One Fund administrator Kenneth Feinberg, who also oversaw the September 11 Victim Compensation Fund, distributed more than $60 million in assistance to victims of the bombings and the fund has collected $12 million more since. Feinberg said the fund’s operations could be a blueprint for future compensation efforts; key to its success was political leadership that “did not merely support One Fund. They created it and promoted it on a soapbox.” He recalled that Patrick and Menino rejected his suggestion to channel donations through foundations, instead creating a special, public nonprofit through the city. Although Feinberg had feared that approach would eat up months, “we had a 501c3 in a matter of days.” As a result of such steps, One Fund dwarfed compensation for victims of other horrific tragedies, including the mass shootings at Newtown, Conn., Aurora, Col., and Virginia Tech, according to Feinberg.
To objections from some that compensation decisions were unfair, Feinberg retorted, “Did I say it was fair? Bad things happen to good people every day in this city, and there’s not a One Fund Boston to distribute money.” Compensation can never be justified from victims’ perspective, he argued, but only from the community’s perspective, to “show the perpetrators of this horror how we take care of our own.”
The symposium was held the day after 60 Minutes broadcast interviews with FBI personnel about the decision to publicly release photos of the Tsarnaevs to help with their capture. Former Boston police commissioner Ed Davis, now a fellow at Harvard, said he pushed for that decision, and he defended it against criticisms that it prompted the brothers to flee in desperation; during that flight they murdered MIT police officer Sean Collier.
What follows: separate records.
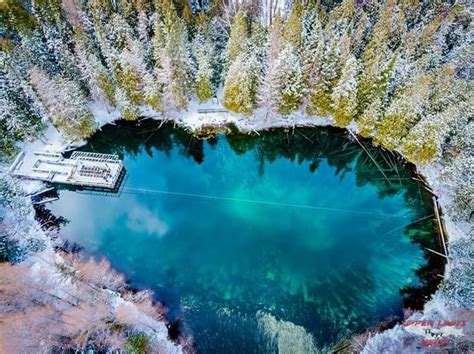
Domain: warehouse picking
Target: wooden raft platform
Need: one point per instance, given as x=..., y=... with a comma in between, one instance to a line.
x=86, y=169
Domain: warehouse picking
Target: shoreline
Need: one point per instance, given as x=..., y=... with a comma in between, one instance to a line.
x=195, y=123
“I knew we had information that was vital to my officers out on the street,” Davis told the audience, saying he also wanted to protect the public: “People had a right to defend themselves against these suspects. Terrorism is a deadly business….Tragically, Sean Collier was assassinated in his cruiser. But he had the opportunity to see those pictures….I think he was snuck up on, and murdered by cowards.”
Menino, who announced recently that he is battling cancer, looked hale at the daylong symposium. He and Patrick were mobbed by photographers as they chatted before the event, and although he ascended and left the podium slowly, he beamed at the crowd as he returned to his seat.
This year’s Boston Marathon is Monday, April 21.